Colombia's ELN rebels said on Monday that President Ivan Duque's conditions for the continuation of peace talks, including that the guerrillas release all hostages, were “unacceptable,” but that they intended to free captives anyway.
Duque, who took office last month, has said the group must free a total of 19 hostages before peace talks begun by his predecessor in 2017 can resume.

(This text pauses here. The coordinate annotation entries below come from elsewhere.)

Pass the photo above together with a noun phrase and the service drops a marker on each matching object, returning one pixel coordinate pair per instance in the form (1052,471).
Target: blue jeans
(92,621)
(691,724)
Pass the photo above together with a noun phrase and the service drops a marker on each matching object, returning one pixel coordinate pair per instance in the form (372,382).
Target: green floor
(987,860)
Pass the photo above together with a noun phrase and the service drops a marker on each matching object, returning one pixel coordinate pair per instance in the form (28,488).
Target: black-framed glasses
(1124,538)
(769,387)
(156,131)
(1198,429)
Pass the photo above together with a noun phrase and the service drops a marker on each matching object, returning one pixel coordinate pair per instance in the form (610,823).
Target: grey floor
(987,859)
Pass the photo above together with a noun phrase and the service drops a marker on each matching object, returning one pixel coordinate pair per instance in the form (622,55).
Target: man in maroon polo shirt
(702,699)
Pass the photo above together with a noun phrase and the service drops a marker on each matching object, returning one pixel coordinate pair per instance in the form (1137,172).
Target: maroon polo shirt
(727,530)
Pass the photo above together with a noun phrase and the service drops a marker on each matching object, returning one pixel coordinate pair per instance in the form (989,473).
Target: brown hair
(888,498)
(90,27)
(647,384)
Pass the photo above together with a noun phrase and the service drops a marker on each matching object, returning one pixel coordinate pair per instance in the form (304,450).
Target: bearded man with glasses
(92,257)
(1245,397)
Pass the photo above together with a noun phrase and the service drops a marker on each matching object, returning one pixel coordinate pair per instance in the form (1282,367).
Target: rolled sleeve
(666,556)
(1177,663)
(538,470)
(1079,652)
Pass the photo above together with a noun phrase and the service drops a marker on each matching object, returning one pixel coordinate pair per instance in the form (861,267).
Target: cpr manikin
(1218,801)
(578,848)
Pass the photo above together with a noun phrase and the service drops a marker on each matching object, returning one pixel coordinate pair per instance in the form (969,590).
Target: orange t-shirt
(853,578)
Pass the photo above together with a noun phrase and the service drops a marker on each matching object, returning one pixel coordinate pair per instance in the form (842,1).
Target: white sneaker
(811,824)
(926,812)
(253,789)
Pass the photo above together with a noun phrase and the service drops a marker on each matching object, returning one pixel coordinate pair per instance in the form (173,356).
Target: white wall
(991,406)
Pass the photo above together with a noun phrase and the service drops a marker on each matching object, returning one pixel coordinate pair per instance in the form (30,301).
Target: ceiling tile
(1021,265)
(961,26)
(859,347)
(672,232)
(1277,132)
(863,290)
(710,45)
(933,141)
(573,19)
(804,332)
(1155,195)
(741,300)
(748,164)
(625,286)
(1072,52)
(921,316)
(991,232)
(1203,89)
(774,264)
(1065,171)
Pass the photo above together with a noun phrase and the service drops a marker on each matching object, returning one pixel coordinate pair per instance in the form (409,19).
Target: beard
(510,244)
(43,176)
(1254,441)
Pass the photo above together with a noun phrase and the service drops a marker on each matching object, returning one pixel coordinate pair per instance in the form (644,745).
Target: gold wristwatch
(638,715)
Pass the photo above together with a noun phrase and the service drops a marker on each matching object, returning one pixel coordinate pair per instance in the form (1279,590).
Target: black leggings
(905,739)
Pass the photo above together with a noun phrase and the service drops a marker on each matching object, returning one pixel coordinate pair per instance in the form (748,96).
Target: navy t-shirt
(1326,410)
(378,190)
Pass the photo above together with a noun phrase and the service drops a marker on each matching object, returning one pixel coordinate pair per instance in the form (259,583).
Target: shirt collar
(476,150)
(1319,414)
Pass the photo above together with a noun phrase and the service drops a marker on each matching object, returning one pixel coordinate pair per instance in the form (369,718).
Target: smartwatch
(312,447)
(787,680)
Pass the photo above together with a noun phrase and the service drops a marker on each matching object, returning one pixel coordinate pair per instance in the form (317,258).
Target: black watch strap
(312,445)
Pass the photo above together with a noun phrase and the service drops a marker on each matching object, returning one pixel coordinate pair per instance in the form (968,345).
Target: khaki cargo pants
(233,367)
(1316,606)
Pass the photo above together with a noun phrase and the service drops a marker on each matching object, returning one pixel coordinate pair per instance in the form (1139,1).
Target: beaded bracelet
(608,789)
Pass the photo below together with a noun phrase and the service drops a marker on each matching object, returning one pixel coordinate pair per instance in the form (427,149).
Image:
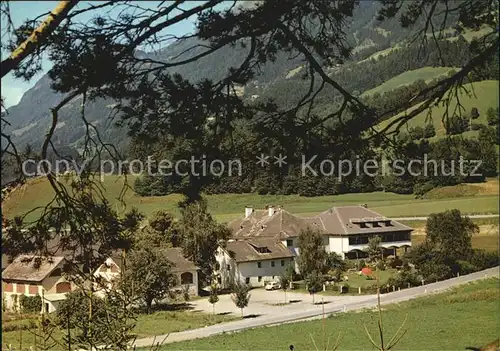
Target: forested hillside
(385,67)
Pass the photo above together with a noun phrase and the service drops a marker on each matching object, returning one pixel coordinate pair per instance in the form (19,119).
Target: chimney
(248,211)
(270,210)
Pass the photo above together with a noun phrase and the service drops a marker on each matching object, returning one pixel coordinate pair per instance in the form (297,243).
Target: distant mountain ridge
(30,119)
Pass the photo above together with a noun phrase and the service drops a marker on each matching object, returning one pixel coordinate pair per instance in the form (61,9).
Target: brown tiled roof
(342,221)
(180,262)
(335,221)
(245,250)
(173,254)
(23,269)
(281,224)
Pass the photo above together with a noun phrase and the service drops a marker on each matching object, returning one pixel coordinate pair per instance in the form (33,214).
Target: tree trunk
(39,35)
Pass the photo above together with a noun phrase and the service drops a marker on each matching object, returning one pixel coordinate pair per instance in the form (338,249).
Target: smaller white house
(32,276)
(346,230)
(186,271)
(253,261)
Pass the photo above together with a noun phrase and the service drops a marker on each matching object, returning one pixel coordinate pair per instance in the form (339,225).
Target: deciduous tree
(451,233)
(149,275)
(201,236)
(312,254)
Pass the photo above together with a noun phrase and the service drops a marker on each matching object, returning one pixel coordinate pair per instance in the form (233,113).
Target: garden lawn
(453,320)
(157,323)
(164,322)
(226,207)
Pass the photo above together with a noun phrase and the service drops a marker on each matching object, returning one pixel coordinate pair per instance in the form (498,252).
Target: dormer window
(261,249)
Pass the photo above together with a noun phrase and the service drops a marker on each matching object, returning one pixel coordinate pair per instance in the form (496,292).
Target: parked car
(273,286)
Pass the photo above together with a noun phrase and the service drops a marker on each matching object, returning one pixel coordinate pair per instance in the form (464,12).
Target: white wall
(230,270)
(267,272)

He said at his Aug. 7
inauguration he would take 30 days to evaluate whether to continue the negotiations, but has yet to announce a final decision.
The Marxist National Liberation Army (ELN) released three soldiers last week in eastern Arauca province, but is believed to be holding another six security force members in Choco province on the Pacific, as well as 10 civilians.
The liberation of hostages is not one of the pre-conditions for talks agreed at the start of negotiations, the ELN said, nor is the concentration of rebel forces in a single area, which Duque has also repeatedly floated as a condition of further dialogue.
“By not recognizing the deals made with the state and adding, unilaterally, unacceptable conditions, this government is closing the negotiating table, ending the process of dialogue and the efforts made over several years by the ELN, society, the previous government and the international community,” the group said in a statement posted on its website.
The ELN is committed to liberating the remaining hostages, the statement added, despite military involvement it said had complicated the hand-over of hostages.
“As soon as we find a way to overcome the intense military operations in Choco, we will achieve these liberations,” the rebels said.
The government’s High Peace Commissioner Miguel Ceballos told local Caracol Radio that the previous government of former president Juan Manuel Santos had also required hostage liberations from the ELN. He added that Duque’s government will not allow violence to be used as a political tool.